No hay nada más necio que discutir sobre algo que nadie ha dicho. No lo voy a hacer yo tampoco porque, a estas alturas, quien haya querido enterarse de la ganadería que defiende el ministro Garzón, ya lo sabe. Lo más llamativo de todo este asunto es que muchos de quienes le critican defienden lo mismo que él, empezando por las asociaciones de pequeños ganaderos. Lo que lleva el asunto al pantanoso territorio de las antipatías, personales o políticas. Donde, como muy bien saben quiénes abonan a diario esas tirrias, los argumentos se hunden por su propio peso. Si hay algo provechoso de este bulo es que ha vuelto a traer, a nuestro hipnotizado y olvidadizo mundo de consumidores, las imágenes (para quien quiera verlas, claro) del sufrimiento animal y de la mierda (literal) con la que las macrogranjas ensucian los campos y lo que comemos.
Conozco un caso particular, por amigos de la comarca de Tierra de Campos: se ha aprobado una macrogranja en Meneses de Campos (Palencia), de más de 3000 cerdos, que producirá más de 17000 m3 de residuos purines al año, en una finca a poco más de un kilómetro del Canal de Castilla, Bien de Interés Cultural y principal fuente de regadío y consumo de agua de la zona, y a menos de seis kilómetros de la Laguna de Boada, un observatorio de aves muy frecuentado, declarado Zona Protegida por la Unión Europea.

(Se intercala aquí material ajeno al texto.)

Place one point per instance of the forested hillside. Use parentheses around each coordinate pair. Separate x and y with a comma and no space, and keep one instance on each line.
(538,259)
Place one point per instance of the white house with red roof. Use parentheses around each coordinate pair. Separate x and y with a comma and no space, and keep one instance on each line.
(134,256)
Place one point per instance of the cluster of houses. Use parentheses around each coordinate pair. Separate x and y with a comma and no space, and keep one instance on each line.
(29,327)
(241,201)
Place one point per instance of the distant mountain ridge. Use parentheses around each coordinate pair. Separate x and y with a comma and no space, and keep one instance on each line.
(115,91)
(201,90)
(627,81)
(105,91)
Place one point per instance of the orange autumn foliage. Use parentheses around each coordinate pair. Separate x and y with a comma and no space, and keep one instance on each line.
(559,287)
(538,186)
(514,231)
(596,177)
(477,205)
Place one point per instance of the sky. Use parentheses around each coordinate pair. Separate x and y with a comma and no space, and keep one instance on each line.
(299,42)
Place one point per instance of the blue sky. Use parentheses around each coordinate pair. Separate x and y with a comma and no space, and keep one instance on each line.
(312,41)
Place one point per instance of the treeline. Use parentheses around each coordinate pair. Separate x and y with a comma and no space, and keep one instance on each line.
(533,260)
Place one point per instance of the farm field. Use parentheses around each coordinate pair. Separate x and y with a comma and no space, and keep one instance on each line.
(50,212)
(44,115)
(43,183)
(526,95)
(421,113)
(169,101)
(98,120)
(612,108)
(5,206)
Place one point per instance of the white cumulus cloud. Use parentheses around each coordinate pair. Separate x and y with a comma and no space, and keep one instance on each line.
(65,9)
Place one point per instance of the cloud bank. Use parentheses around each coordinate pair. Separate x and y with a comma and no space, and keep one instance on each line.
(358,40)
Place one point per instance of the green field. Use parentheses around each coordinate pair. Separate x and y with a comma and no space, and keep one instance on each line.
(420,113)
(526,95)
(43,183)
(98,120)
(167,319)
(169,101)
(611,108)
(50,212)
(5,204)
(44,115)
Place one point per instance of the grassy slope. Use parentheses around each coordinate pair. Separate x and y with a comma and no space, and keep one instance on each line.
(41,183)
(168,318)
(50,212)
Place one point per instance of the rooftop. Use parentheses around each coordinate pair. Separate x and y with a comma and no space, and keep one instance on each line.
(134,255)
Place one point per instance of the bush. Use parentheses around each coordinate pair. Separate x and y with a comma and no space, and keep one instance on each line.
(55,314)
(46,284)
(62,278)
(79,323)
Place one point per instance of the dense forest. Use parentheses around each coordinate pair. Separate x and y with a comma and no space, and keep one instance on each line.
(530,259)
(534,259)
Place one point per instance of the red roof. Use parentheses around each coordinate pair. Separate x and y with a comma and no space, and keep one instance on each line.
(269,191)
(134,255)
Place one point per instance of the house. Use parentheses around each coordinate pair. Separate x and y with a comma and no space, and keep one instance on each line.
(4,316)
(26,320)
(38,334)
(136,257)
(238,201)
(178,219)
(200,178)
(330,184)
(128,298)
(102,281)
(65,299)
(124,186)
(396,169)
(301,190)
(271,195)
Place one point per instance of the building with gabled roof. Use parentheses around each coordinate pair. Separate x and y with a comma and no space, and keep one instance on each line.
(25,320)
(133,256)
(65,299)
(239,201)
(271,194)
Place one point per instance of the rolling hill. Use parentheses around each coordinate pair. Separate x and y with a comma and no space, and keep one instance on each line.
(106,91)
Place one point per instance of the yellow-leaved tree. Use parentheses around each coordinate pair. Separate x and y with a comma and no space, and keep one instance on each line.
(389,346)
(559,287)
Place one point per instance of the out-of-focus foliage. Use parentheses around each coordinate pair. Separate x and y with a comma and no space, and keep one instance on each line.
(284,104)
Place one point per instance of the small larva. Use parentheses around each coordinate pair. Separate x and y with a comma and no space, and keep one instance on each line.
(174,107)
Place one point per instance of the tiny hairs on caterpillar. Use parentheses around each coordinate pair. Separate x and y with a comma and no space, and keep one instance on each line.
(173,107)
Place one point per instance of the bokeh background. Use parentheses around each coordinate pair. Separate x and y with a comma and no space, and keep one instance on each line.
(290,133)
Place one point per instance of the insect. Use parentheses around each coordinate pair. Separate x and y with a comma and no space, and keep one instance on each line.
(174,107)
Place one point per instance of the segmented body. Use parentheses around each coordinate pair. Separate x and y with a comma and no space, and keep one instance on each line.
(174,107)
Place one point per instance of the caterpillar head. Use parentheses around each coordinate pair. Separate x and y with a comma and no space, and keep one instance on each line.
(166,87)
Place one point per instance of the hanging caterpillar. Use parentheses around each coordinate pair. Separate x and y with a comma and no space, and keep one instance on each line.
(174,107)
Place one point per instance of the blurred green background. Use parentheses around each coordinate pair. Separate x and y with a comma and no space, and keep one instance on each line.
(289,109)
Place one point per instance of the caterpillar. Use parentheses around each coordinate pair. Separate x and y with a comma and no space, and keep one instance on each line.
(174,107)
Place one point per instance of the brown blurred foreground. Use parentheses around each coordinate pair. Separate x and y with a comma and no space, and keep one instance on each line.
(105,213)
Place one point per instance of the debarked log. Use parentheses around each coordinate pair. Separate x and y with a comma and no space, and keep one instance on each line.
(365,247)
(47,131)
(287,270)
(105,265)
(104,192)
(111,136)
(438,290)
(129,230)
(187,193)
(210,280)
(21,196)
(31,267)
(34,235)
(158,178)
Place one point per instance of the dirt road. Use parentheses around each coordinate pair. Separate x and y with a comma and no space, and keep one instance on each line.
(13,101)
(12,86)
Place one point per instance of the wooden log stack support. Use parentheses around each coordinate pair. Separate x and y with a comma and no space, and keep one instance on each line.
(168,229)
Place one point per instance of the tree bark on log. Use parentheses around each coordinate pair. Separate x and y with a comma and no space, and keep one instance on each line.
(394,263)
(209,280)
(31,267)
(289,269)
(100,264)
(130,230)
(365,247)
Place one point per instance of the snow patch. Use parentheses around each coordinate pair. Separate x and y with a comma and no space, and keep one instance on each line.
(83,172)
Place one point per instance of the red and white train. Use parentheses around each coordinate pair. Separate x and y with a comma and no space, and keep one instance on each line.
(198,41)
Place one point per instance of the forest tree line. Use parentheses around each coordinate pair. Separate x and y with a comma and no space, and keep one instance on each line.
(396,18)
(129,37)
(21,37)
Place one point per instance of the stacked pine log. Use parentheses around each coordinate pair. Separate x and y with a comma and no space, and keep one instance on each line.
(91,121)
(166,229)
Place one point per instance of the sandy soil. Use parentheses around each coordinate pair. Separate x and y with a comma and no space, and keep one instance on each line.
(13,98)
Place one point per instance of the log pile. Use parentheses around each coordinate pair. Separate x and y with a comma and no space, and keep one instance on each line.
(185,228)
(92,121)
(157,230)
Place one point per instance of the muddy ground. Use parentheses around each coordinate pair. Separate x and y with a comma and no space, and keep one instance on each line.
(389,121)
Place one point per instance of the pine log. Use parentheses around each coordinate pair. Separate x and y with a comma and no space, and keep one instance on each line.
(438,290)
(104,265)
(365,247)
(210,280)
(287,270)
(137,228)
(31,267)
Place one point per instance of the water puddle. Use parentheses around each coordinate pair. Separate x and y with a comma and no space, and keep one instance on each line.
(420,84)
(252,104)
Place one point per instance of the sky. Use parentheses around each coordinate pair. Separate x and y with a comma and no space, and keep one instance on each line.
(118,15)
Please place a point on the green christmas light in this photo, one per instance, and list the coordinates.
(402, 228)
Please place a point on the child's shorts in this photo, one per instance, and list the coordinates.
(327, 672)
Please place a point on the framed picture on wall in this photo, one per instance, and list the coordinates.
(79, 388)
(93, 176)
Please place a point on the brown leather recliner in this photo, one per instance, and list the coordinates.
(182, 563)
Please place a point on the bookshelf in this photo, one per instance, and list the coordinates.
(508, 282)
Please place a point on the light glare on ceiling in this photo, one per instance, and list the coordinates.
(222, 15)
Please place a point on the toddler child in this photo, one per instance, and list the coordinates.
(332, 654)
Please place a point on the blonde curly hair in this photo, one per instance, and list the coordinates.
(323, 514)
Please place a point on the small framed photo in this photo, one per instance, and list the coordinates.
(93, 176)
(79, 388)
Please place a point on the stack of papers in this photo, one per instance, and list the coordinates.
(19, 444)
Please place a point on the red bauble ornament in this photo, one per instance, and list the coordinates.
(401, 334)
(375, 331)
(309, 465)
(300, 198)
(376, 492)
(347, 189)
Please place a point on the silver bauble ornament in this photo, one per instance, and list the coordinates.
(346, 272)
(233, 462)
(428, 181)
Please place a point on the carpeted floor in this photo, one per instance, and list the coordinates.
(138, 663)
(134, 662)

No hace falta ser muy perspicaz para entender que nadie va a hacer turismo –ni ninguna otra actividad económica- en un lugar apestoso e insano. De modo que el balance de “los puestos de trabajo” a crear, ese último as que siempre sacan de la manga, no es tampoco rentable. Esta macrogranja de Meneses dicen que creará 15 empleos, aunque en otras de tamaño similar, completamente automatizadas, sólo trabaja una persona a tiempo parcial. En las más grandes, una persona por cada 5000 cerdos. Como referencia: una de las varias plataformas turísticas oferta, sólo en Tierra de Campos, 181 casas rurales. Este problema de contaminación del paisaje y de desvalorización del territorio también empezamos a padecerlo en la provincia de Cádiz, con la proyectada instalación de aerogeneradores en pagos históricos del Marco de Jerez, que claramente perjudicarían el enoturismo.
Se conoce, con datos, cómo agrava la despoblación estos complejos industriales de seres vivos: en Balsa de Ves (Albacete) se ha pasado de 222 habitantes, antes de abrir la macrogranja, a 131 (41 % menos); en Garaballa (Cuenca), de 150 a 72 (el 52 %); de Castilléjar (Granada), donde el Grupo Fuertes, matriz de El Pozo, mantiene una macrogranja tristemente célebre por sus denunciadas condiciones de higiene y maltrato animal, y donde se producen 651000 lechones al año (la cifra no es un error), se ha ido uno de cada cinco habitantes; en Cancarix (Albacete), uno de cada cuatro.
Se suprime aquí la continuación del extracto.